Desk editor's note, referee report, simulated authors' rebuttal, and a circularity audit. Tearing a paper down is the easy half of reading it; the pith above is the substance, this is the friction.

Desk Editor's Note private letter to a colleague

SpikeProphecy delivers a large-scale benchmark with a three-component decomposition that highlights region-specific predictability in neural forecasting, though the ANCOVA may not fully control for nonlinear firing-stat effects.

read the letter

The main takeaway is that this paper gives us a practical way to break down spike forecasting performance beyond a single correlation number. They define three components—temporal fidelity, spatial pattern accuracy, and magnitude-invariant alignment—and test it on a large collection of 105 sessions with about 90,000 neurons using seven different model architectures. The headline finding is that this split produces a brain-region predictability ranking that stays consistent across all baselines and survives a linear ANCOVA correction for firing statistics, with a modest region effect on top of the covariates. They also report a sub-Poisson evaluation floor and a negative result on KL-based rate distillation from ANN to SNN models. What the work does well is the scale and the concrete empirical content. Running the protocol across SSMs, a transformer, an LSTM, and a spiking network on public Neuropixels data from Steinmetz and IBL gives a clearer view of where models succeed or hit limits than a single r value would. The negative distillation result is a useful data point against that particular transfer approach in Poisson count settings. The soft spots sit in the statistical side. The ANCOVA uses standard linear covariates for mean rate and variance, but spike predictability often depends on nonlinear rate effects, burstiness, and interactions that a basic model can miss, especially with heterogeneous regions and selected sessions. If residuals remain, the reported region ranking could partly reflect unaccounted statistical structure rather than independent biological differences. The three components also need explicit checks to confirm they add separate information instead of mostly re-expressing the aggregate correlation. This is a methods and benchmark paper aimed at computational neuroscientists who build or compare population models. Readers focused on evaluation protocols will find the setup and patterns useful for model selection. The empirical grounding is strong enough to deserve peer review, with the main revisions needed on verifying metric independence and tightening the ANCOVA controls.

Referee Report

3 major / 2 minor

Summary. The manuscript introduces SpikeProphecy, a large-scale benchmark for causal autoregressive spike-count forecasting on real electrophysiology data. Its core contribution is a three-component population metric decomposition (temporal fidelity, spatial pattern accuracy, magnitude-invariant alignment) that is applied to 105 Neuropixels sessions (~89,800 neurons) across seven baselines spanning SSM, Transformer, LSTM, and spiking-network families. The decomposition yields a brain-region predictability ranking that reproduces across all models and survives ANCOVA correction for firing-statistics covariates (region ΔR² = 0.018), while also revealing a sub-Poisson evaluation floor and a negative result for KL-on-output-rates distillation in ANN-to-SNN transfer.

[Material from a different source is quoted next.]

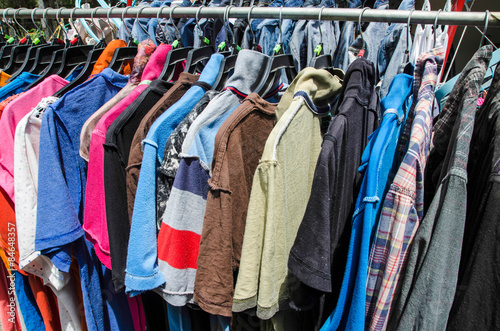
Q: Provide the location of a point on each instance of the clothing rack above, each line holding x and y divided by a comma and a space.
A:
310, 13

Significance. If the metric components prove independent and the ANCOVA adequately controls confounds, the work supplies a reproducible evaluation protocol that extracts biologically interpretable structure from aggregate correlations, supported by the large dataset scale and cross-architecture consistency. The sub-Poisson floor finding ties evaluation limits to biophysical constraints, which could guide future model design. The negative distillation result adds a falsifiable empirical observation in the Poisson count domain.

major comments (3)

[ANCOVA analysis] The headline claim of an independent brain-region predictability ranking rests on the ANCOVA result (region ΔR² = 0.018 above firing-statistics covariates). A strictly linear ANCOVA without quadratic terms, interactions, or session-level random effects may leave residual variance from non-linear rate effects (saturation, burstiness) or unmodeled confounds, especially across heterogeneous regions and 105 selected sessions. Please report the exact ANCOVA specification, covariate list, interaction terms, and residual diagnostics or sensitivity checks.
[Metric decomposition] The three-component decomposition is presented as surfacing distinct aspects masked by aggregate r. Without quantitative evidence that the components are statistically independent (e.g., pairwise correlations, shared variance, or a decomposition of total R²), there remains a risk that they largely re-express the same aggregate correlation in rotated coordinates rather than capturing independent biological signals.
[Distillation experiments] The negative result on KL-on-output-rates distillation for ANN-to-SNN transfer is load-bearing for claims about transfer limitations in this domain. The manuscript should provide the precise distillation objective, temperature scaling, loss weighting, and output-rate matching procedure, together with controls confirming that the failure is not due to implementation details or mismatched Poisson assumptions.

minor comments (2)

The abstract refers to 'three metrics' without inline definitions; add one-sentence operational definitions or a forward reference to the methods section for immediate clarity.
Baseline model descriptions should include key hyperparameters, training schedules, and loss functions to support reproducibility, especially for the four SSM variants and the spiking network.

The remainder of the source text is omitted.